Japanese samurai woman

Harima no Tsubone (播磨局) was a Japanese female samurai warlord and chief of Amakusa clan during the mid-Kamakura period (1185–1333). She was the daughter of Amakusa Taneuji, a warrior from Hizen Province. She is best known for her role in defending Shimoshima island during the Mongol invasions of Japan. Her given name was Ōkura no Ōiko (大蔵太子).

== Life ==
Harima no Tsubone's father, Amakusa Taneuji, who was descended from the Ōkura clan, was the lord of the newly developed territory of Shimoshima Island in Amakusa. Shimoshima is connected to Kamishima island, and through it to Kyushu mainland.

In 1233, he entrusted the position of head of the territory, which was part of her main estate, to his daughter Harima, thereby making her the head of the Amakusa clan. She received Hondo Castle (ほんどじょう), a mountain castle, as her property and was allied with the daimyo of the Okura clan.

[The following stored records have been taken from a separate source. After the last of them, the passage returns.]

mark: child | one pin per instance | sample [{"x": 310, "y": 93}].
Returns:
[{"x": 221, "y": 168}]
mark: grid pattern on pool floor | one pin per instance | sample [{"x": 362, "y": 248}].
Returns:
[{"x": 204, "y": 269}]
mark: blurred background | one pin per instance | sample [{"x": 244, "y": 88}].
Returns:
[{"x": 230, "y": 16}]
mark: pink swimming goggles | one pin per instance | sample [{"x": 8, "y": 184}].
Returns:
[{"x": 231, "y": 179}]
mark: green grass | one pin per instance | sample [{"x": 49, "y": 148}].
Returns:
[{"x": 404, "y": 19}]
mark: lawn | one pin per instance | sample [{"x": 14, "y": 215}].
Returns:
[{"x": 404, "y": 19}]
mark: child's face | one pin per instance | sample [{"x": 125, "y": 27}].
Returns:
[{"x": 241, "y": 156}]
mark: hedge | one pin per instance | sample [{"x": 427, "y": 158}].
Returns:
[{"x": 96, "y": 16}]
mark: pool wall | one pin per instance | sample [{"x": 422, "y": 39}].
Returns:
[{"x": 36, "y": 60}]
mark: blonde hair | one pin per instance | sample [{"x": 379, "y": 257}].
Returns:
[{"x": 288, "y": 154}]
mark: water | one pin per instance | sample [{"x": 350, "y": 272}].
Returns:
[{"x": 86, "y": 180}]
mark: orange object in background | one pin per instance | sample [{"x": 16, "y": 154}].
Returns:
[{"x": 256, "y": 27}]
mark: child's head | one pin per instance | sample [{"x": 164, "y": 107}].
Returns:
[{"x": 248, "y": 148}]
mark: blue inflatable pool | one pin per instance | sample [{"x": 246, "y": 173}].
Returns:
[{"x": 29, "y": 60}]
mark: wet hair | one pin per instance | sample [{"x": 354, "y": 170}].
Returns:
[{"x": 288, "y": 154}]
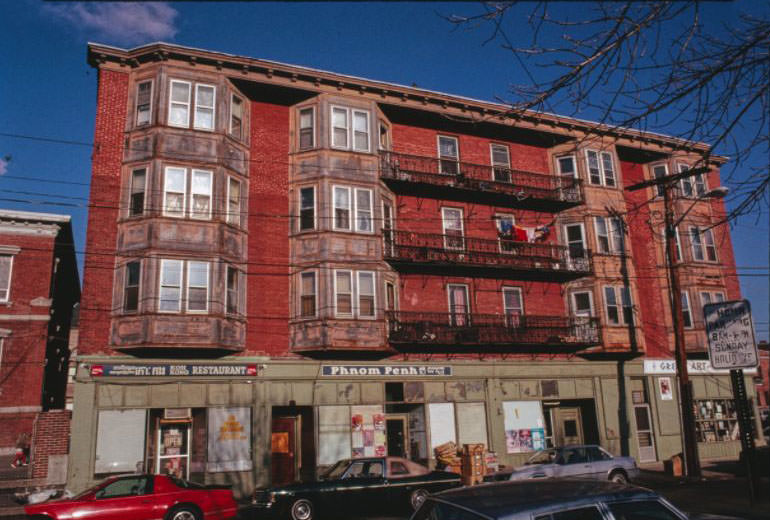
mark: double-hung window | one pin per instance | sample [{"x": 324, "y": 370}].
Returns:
[
  {"x": 501, "y": 162},
  {"x": 306, "y": 128},
  {"x": 307, "y": 208},
  {"x": 233, "y": 201},
  {"x": 308, "y": 291},
  {"x": 703, "y": 246},
  {"x": 686, "y": 310},
  {"x": 448, "y": 155},
  {"x": 350, "y": 129},
  {"x": 137, "y": 190},
  {"x": 180, "y": 278},
  {"x": 236, "y": 117},
  {"x": 601, "y": 168},
  {"x": 512, "y": 306},
  {"x": 354, "y": 294},
  {"x": 618, "y": 305},
  {"x": 609, "y": 235},
  {"x": 452, "y": 219},
  {"x": 204, "y": 107},
  {"x": 180, "y": 101},
  {"x": 176, "y": 203},
  {"x": 143, "y": 103},
  {"x": 659, "y": 171},
  {"x": 6, "y": 265},
  {"x": 131, "y": 286}
]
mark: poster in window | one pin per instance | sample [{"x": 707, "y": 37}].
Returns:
[
  {"x": 666, "y": 392},
  {"x": 523, "y": 422},
  {"x": 229, "y": 439}
]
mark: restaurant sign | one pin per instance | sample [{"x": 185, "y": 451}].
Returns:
[
  {"x": 385, "y": 370},
  {"x": 196, "y": 370}
]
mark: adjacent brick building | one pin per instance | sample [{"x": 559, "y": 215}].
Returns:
[
  {"x": 39, "y": 285},
  {"x": 332, "y": 266}
]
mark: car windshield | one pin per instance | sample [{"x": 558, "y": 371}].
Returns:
[
  {"x": 544, "y": 457},
  {"x": 336, "y": 471}
]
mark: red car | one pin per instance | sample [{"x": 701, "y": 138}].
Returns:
[{"x": 141, "y": 497}]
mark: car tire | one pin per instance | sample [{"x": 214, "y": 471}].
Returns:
[
  {"x": 184, "y": 513},
  {"x": 302, "y": 509},
  {"x": 619, "y": 477},
  {"x": 417, "y": 497}
]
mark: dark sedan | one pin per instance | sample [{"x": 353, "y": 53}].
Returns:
[{"x": 356, "y": 487}]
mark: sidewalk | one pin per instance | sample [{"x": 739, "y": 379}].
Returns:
[{"x": 722, "y": 491}]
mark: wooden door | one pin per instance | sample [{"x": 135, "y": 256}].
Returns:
[{"x": 283, "y": 448}]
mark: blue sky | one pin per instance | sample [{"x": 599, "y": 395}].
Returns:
[{"x": 48, "y": 90}]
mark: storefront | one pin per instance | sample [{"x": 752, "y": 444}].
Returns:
[{"x": 254, "y": 421}]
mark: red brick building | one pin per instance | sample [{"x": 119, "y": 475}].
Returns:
[
  {"x": 38, "y": 287},
  {"x": 338, "y": 267}
]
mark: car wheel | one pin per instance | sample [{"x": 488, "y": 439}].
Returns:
[
  {"x": 417, "y": 497},
  {"x": 302, "y": 509},
  {"x": 618, "y": 477},
  {"x": 183, "y": 513}
]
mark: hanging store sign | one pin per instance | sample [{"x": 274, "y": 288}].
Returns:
[
  {"x": 663, "y": 367},
  {"x": 385, "y": 370},
  {"x": 731, "y": 335},
  {"x": 197, "y": 370}
]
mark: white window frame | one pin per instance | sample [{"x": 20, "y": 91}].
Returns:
[
  {"x": 455, "y": 159},
  {"x": 337, "y": 313},
  {"x": 687, "y": 310},
  {"x": 519, "y": 293},
  {"x": 573, "y": 302},
  {"x": 600, "y": 158},
  {"x": 189, "y": 285},
  {"x": 166, "y": 212},
  {"x": 234, "y": 217},
  {"x": 191, "y": 210},
  {"x": 660, "y": 188},
  {"x": 357, "y": 210},
  {"x": 571, "y": 156},
  {"x": 352, "y": 139},
  {"x": 315, "y": 209},
  {"x": 146, "y": 171},
  {"x": 163, "y": 263},
  {"x": 357, "y": 307},
  {"x": 234, "y": 96},
  {"x": 171, "y": 102},
  {"x": 213, "y": 108},
  {"x": 351, "y": 212},
  {"x": 444, "y": 228},
  {"x": 7, "y": 289},
  {"x": 300, "y": 128},
  {"x": 315, "y": 295},
  {"x": 136, "y": 103},
  {"x": 506, "y": 165}
]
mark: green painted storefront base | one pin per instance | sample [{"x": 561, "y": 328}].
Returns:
[{"x": 603, "y": 385}]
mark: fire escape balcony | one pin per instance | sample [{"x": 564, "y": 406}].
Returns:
[
  {"x": 415, "y": 331},
  {"x": 454, "y": 180},
  {"x": 424, "y": 252}
]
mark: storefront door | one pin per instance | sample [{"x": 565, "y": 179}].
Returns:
[
  {"x": 644, "y": 435},
  {"x": 397, "y": 435},
  {"x": 283, "y": 442},
  {"x": 568, "y": 427}
]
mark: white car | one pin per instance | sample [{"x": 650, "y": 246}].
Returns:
[{"x": 577, "y": 461}]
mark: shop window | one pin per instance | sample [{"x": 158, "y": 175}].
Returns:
[
  {"x": 143, "y": 103},
  {"x": 307, "y": 208},
  {"x": 131, "y": 287},
  {"x": 137, "y": 191},
  {"x": 307, "y": 128},
  {"x": 716, "y": 420}
]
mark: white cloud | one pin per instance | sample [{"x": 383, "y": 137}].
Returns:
[{"x": 118, "y": 22}]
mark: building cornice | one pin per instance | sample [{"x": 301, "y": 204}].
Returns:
[{"x": 391, "y": 93}]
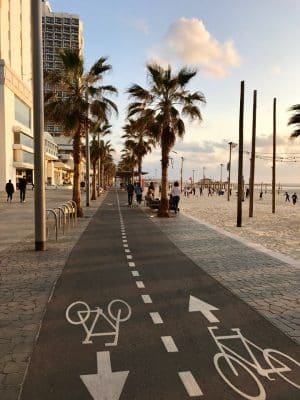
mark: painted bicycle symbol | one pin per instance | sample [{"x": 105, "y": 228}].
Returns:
[
  {"x": 79, "y": 313},
  {"x": 279, "y": 364}
]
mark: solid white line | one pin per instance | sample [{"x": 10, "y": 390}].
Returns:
[
  {"x": 156, "y": 318},
  {"x": 131, "y": 264},
  {"x": 190, "y": 384},
  {"x": 146, "y": 298},
  {"x": 169, "y": 344}
]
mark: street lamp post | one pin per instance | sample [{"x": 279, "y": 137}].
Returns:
[{"x": 38, "y": 127}]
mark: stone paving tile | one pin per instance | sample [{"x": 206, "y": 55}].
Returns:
[
  {"x": 26, "y": 281},
  {"x": 266, "y": 283}
]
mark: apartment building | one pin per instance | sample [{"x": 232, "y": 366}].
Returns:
[
  {"x": 60, "y": 31},
  {"x": 16, "y": 137}
]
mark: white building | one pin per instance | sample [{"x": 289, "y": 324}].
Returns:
[{"x": 16, "y": 138}]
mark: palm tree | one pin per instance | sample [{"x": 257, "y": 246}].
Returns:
[
  {"x": 105, "y": 150},
  {"x": 83, "y": 100},
  {"x": 101, "y": 129},
  {"x": 295, "y": 120},
  {"x": 162, "y": 106},
  {"x": 138, "y": 141}
]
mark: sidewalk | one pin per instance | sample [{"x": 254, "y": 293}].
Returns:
[{"x": 27, "y": 279}]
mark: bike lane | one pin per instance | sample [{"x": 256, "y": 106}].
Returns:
[{"x": 168, "y": 353}]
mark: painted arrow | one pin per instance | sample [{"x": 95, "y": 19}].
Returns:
[
  {"x": 105, "y": 385},
  {"x": 196, "y": 304}
]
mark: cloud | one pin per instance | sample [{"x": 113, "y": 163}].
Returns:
[
  {"x": 140, "y": 25},
  {"x": 188, "y": 41}
]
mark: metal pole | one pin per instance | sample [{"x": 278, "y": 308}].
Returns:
[
  {"x": 241, "y": 145},
  {"x": 87, "y": 159},
  {"x": 274, "y": 157},
  {"x": 38, "y": 127},
  {"x": 181, "y": 170},
  {"x": 252, "y": 164},
  {"x": 229, "y": 170}
]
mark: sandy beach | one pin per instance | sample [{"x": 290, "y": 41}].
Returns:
[{"x": 279, "y": 232}]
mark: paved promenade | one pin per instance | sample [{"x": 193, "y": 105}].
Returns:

In 1281, during the Mongol invasions of Japan, Harima no Tsubone personally led troops into battle and achieved military success due to the miraculous power of Suwa Myojin. In 1283, she had a branch shrine of Suwa Taisha established within her territory, known as the Moto-watari Suwa Shrine. Additionally, she founded the Kemmyōji temple in Kamegawa as her father's memorial temple and donated temple land. Having no children of her own, she adopted her nephew, Tanezane, as her heir, who then succeeded her as the head of the Amakusa clan. Tanezane also distinguished himself in battle and was appointed to a high position within the Amakusa clan during the Mongol invasions.

== See also ==

- List of female castellans in Japan

== Bibliography ==

- Matsumoto, Masaki (1985). "Placenames of Kumamoto Prefecture"
- Kakuta, Bun'e (1980). "Japanese Women's Names"
- The Editorial Committee of Reihoku Town History (1984). "Reihoku Town History"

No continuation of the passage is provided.